Your burnout rating is found through the burnout visual analog scale which allows you to rate yourself on 10 affective domains:

  1. Happy
  2. Trapped
  3. Satisfied
  4. Preoccupied
  5. Connected
  6. Worn out
  7. Caring
  8. On edge
  9. Valued
  10. Traumatized

This gives you a simple and easy way to track your feelings in each of these areas over time.

The resilience builders/killers questionnaire is a short survey of different resilience “builders” and “killers” you may have engaged in recently. In addition to affecting your overall resilience rating, this questionnaire can serve as a regular reminder of things to do – or not to do – to help you stay emotionally resilient.

The app says my resilience is low, what should I do?

If your overall resilience rating is low, you may be under a great deal of work-related stress, perhaps even more than you realize.

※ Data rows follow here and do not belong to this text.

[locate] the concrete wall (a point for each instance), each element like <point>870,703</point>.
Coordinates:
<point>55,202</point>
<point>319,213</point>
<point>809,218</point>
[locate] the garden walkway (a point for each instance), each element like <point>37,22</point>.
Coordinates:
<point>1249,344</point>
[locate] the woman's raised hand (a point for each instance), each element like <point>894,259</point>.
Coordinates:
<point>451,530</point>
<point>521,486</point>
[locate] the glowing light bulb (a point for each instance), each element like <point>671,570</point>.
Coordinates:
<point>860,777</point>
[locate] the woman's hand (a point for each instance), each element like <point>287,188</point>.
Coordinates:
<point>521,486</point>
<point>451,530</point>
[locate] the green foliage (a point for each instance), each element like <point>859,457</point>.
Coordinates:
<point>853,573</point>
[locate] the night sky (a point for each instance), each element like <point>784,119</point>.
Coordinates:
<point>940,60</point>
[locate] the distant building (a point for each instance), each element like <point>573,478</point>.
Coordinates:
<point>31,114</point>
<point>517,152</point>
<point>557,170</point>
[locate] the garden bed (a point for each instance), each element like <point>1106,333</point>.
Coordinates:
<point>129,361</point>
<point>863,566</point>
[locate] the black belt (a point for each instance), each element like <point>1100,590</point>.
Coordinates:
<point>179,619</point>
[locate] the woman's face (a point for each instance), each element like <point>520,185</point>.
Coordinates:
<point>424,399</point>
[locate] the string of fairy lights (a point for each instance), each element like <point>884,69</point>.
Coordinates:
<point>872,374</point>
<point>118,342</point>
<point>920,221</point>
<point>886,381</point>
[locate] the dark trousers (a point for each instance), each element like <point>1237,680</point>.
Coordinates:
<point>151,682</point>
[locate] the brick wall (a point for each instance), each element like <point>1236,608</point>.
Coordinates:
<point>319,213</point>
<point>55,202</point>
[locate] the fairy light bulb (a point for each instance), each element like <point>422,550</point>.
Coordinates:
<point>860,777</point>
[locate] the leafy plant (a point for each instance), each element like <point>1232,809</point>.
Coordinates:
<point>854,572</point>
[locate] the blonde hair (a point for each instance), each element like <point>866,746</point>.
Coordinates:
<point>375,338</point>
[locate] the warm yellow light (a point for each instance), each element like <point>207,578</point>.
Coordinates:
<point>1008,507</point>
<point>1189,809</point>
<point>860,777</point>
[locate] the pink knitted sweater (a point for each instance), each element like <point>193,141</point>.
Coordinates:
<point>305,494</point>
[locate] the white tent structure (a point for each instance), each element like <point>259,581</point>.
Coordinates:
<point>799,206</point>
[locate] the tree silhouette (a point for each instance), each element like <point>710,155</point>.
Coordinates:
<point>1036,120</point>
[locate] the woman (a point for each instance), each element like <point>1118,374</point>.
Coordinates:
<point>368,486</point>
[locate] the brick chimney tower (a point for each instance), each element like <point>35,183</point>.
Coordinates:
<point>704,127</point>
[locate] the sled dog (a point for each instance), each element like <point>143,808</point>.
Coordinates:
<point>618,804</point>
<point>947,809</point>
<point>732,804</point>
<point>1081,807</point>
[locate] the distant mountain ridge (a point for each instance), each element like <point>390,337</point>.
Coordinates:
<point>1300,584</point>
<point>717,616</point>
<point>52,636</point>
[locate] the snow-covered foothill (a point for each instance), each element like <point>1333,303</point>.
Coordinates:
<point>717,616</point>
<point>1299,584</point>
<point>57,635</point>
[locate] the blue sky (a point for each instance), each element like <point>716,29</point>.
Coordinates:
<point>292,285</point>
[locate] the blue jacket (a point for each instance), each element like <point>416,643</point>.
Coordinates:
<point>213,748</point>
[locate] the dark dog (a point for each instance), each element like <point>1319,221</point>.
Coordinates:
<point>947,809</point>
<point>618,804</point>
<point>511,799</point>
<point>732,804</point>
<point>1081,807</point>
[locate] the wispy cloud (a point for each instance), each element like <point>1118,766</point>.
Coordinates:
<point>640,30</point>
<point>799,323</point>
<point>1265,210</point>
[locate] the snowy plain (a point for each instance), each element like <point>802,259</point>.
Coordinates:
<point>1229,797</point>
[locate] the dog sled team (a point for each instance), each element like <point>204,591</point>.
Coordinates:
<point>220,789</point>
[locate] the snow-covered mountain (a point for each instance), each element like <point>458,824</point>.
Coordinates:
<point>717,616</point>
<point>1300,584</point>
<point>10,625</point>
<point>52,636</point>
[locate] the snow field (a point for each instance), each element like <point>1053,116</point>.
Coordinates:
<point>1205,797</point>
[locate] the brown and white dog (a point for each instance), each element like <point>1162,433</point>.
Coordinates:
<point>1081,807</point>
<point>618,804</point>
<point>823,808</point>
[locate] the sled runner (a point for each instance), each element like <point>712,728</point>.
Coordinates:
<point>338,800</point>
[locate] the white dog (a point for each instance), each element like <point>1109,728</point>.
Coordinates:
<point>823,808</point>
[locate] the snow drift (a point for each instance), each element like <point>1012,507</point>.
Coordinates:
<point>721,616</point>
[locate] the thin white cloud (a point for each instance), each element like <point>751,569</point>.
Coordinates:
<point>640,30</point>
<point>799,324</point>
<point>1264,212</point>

Try using some of the built-in tools like Remind Me Why I Do This to help you reconnect with all the positive impact your work has had with patients.

If these tools do not help, seek out a peer, friend or counselor you can discuss your feelings with and who can help you find options for stress relief.

How do I know how my scores change over time?

Provider Resilience offers a Tools section that graphs your burnout and ProQOL scores over time. This provides an easy way to see how things in your life are making positive or negative differences to your level of resilience.

What is the R&R Clock?

Time off work can be a great opportunity for stress relief, but Americans often do not use all their vacation days. To help remind you to use your leave, the R&R Clock counts the years, months, weeks, days, hours, minutes, and seconds since you took a day off. The clock numbers are green if at least one day of leave has been taken in the last 60 days. The clock numbers change to yellow if it has been three to six months without leave, and they turn red if it has been six months or more without a day of leave.

Who else can see my data?

No one but you has access to your data. All data is stored locally on your phone and neither we, nor anyone else, can see it. However, unless you secure your phone, someone else may be able to access the app and look at your scores. It is up to you to make sure you take steps to secure your device from unwanted use.

We do collect some general information on how people use the app; however, this is only so we can work to make the app better for everyone in the future. We do not track individual users.